I phoned her friend Terry instead. Terry spoke with her briefly and Marlene came into my office and said, “Fine. I’ll go.”
Once again, we drove in sullen silence, I finally said, “You know the reason I want you to do this is because I love and care about you, right?”
“Yes,” she said. I reached over and squeezed her hand.
In spite of the morning’s drama, we were only 15 minutes late. I made sure they brought her a blanket and I brought her hot tea and snacks since she had missed breakfast due to her shenanigans. The whole thing took about three hours and I was able to stay with her throughout. The aftermath was rough because the pain pills weren’t strong enough and she couldn’t fathom why her head was throbbing. She wouldn’t go to sleep, but was almost catatonic save for small whimpers and plaintively asking if I knew there was going to be pain. Later that night she started vomiting. The mix of worry, exhaustion and guilt settled between my shoulder blades. I almost wished I hadn’t forced her to have the procedure because she truly didn’t know why she was in so much agony.

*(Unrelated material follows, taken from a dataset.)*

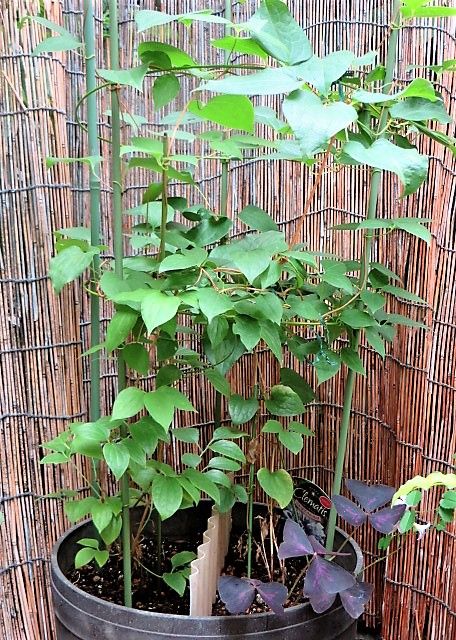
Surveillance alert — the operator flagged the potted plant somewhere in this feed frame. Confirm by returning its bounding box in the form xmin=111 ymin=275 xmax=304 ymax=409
xmin=33 ymin=0 xmax=454 ymax=639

Last Saturday, after Marlene had blown up at me over the fact that I didn’t know where she had put her financial papers, I phoned my daughter and said I just needed to speak with someone who liked me. As I regaled her with all the effort I’ve made to take care of Marlene and all the rebukes I’ve received, Kate said, “You’re not a saint, you’re an angel, Momma.” I told her that maybe I was a dark angel, at best. But then I looked it up — and I am certainly not creating the chaos — although I did throw down the welcome mat, hang curtains and clear out the closet, inviting the chaos into my home
I have been fighting the inclination to give up and return to serenity and peace, wrestling with the very real fact that she is NOT truly my obligation. She has two sons, a brother, a sister-in-law, a daughter-in-law and a granddaughter (albeit she is only 17). The cruel things Marlene says to me, the cold shoulder I’m shown for her own lapses, the constant battle of wills — all unwitting, to be sure — hurt nonetheless. She may not remember any of it, but my memory is just fine. Her behavior pokes at the vulnerabilities instilled by my mother’s rages when I was a little girl, even though my mom’s problems were self-inflicted and Marlene’s rages are out of her control. But then, I remind myself of what I would be sending her back to, and I take a deep breath and carry on. Not saintly, nor angelic, just a simple act of caring for someone who has lost the ability to care for herself.
The day may come that I have had enough, but that day is not this day. For now, I will keep whatever dark angels that loom in the recesses of my psyche at bay, relying on those better angels to see me through this crazy labyrinth of lost memories and rabid emotion.